According to Nolan & Auerbach (2009), it is important that every citizen of the United States of America understands what is meant by the term false claim act. Apart from what it means, the false claim act was enacted for a number of reasons and its implementation had a significant impact on the medical billing. This paper aims at giving detailed information about the above issues about the false claim act.
False Claims act refers to law put in place by the government of the United States of America during the civil war. This act was meant to stop fraud against the government by people. Under this act, the individuals who have knowledge about corrupt deals by civil servants who defraud the government may witness in court and or sue these fraudulent people on behalf of the government. The person who sues on behalf of the government stands to benefit from contributing to the state's efforts to stop fraud and to prevent other potential government looters. Additionally, incase he or she wins the case, the whistle blower stand to gain financially at approximately 30% of the entire wealth that is recovered (Latham & Watkins, 2009).
False claim act
Latham & Watkins (2009), stated that this act was put in place by United States of America government in the days of the civil war. The act is also referred to as the Lincoln Act was put in place in order to check fraud by the corrupt suppliers to the army. This was because the war made it impossible for the government it self to directly get involved in the fight against such fraud cases. In the recent days, the false claim act has been used by the government fight fraud in its various departments of government. It allows any person i.e. private person who knows about any fraud committed by anybody against then federal government to sue on behalf of the government in order to assist it reclaim its wealth that has been swindled by fraudulent people. Usually, the person who is first to table the case in court against the government looters is the one who is paid; 30 percent of the recovered wealth.
Roles of the false claim act
This act was founded way back in 1863 during the civil war. From then, the act has been important tool by the federal government of the United States of America in various ways. First, was put in place in order to prevent fraud by people who had been given supply contracts to the military by the federal government of the United States during the civil war in 1863 (Nolan & Auerbach, 2009).
Secondly, Nolan & Auerbach (2009) argued that the false claim act is also very important as it was used to reduce general loses by the federal government through corruption that led to depriving of its budget. High economic and financial loses through this vice was reported the united states congress, followed with similar report by the department of justice in 1980. The act was fine tuned to reduce the escalating rates of financial and economic loses due to fraud. This was hurting the federal government's budget and the general economy as hundreds of $ millions that added up to 50 billion dollars worth of loses resulting form fraud were recorded.
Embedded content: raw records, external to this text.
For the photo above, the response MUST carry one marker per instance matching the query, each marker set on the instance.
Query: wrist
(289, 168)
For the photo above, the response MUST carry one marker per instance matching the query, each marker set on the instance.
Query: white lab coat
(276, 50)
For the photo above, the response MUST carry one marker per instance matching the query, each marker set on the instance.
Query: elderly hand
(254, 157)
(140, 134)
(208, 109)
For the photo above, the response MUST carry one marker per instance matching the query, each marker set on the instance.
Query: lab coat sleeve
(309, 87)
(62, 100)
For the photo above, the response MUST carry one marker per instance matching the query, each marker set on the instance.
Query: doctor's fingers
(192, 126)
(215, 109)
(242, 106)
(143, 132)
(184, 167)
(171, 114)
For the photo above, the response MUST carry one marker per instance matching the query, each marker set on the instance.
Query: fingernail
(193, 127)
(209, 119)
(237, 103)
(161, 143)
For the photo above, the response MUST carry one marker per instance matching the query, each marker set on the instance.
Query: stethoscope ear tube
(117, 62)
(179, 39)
The act was important in helping the federal government fill the gap in its efforts to identify and fight fraud. The gaps came about as a result of the huge nature of the federal government. The job of federal government protection of its treasury from escalating rates of advanced theft was too hard without the help of the general public. There was need to involve the public who were required to blow the whistle on the corrupt deals that deprived the government's economy (Nolan & Auerbach, 2009).
Lastly, the false claim act was voted in order to seek the counsel of the private citizens that was to go a long way in helping streamline the government's endeavor to stop fraud. This led to the improved working relationship between the government and the public. Consequently, the government had plenty of resources at its disposal to use in fighting fraud for it did not have to pay using its revenue (Latham & Watkins, 2009).
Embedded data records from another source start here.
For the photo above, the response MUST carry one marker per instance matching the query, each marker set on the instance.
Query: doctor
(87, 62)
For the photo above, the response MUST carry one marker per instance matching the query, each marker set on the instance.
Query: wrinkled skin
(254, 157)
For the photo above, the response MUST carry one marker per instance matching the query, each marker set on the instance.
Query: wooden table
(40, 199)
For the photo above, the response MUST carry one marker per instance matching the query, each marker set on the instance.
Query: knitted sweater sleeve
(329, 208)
Effects of false claim act on medical billing.
Nolan & Auerbach (2009) said that the general purpose of this act is to prevent fraud against the government. The majority of fraud cases revolve around the programs that are sponsored by the government. These include the programs that are meant to provide medical care and other health services to the civil servants. First, the act has helped to streamline medical billing procedures in health institutions. This has been achieved through its potential to check fraud in government financed medical services and other health care arrangements.
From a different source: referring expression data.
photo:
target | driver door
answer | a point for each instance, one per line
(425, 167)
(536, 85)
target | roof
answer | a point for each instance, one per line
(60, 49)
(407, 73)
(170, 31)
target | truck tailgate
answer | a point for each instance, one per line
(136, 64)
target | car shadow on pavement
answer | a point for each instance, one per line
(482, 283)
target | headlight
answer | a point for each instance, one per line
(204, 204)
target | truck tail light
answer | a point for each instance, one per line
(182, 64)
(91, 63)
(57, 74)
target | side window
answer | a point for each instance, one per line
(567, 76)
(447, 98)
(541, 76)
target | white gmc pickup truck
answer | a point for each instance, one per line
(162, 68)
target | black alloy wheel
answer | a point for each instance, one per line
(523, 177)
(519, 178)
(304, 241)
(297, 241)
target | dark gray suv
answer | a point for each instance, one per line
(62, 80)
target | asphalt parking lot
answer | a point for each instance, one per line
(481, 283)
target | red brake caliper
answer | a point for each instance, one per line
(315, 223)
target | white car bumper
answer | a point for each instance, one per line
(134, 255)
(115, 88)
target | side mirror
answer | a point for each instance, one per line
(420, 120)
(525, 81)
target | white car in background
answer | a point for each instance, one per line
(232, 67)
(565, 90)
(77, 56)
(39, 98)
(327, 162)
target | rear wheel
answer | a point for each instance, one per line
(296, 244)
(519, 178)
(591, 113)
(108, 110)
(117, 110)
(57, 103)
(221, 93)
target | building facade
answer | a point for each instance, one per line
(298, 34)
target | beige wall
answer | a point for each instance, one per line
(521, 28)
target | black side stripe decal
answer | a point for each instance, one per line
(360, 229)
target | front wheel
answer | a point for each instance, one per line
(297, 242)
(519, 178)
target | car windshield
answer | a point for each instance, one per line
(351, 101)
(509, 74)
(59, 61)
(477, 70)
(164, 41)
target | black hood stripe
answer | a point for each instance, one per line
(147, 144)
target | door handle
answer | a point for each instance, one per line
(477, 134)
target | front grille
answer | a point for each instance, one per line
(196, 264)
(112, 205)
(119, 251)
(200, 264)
The medical billing process has been made more transparent. There is small or no room for the health facilities to cheat on the medical tests results and the price for the medical products e.g. drugs and cost of there services to the government. Before the act was enacted, these used to happen and the government lost a millions of billions of dollars this form of fraud inform of nonexistent and/ or inflated medical bills for the civil servants e.g. military (Latham & Watkins, 2009).
Nolan & Auerbach (2009) pointed out other examples of fraudulent acts in relation to medical billing that have been eradicated including selling of unlicensed or reject drugs to the government, charging unnecessarily high medical fees, cases of medical personnel forging signatures that are required before the government can release money to cater for the medical bills by civil servants among other federal medical bills.
Finally, there has been a notable effect by this act on the medical billing in cases that involve the health insurance companies. Before the act, the fraudulent health insurance companies colluded with private health providers to defraud the government by inflating the medical bills of patients that are sponsored by the government e.g. the military personnel. The act has brought an end to this vice (Latham & Watkins, 2009).
The false claim act is the law that was put in place by the federal government in its efforts of curbing fraud by the military suppliers. It was later adopted for other general frauds prevention through the government-private individuals partnership facilitated by the act. The act had a number of positive effects that include reduction of financial loss by the federal government through fraud. Besides, the act also had effects on the medical billing. These include making the medical billing process transparent through prevention of falsification of results and fake drugs among others. All these vices were meant to inflate the medical bills that were to be catered by the federal government.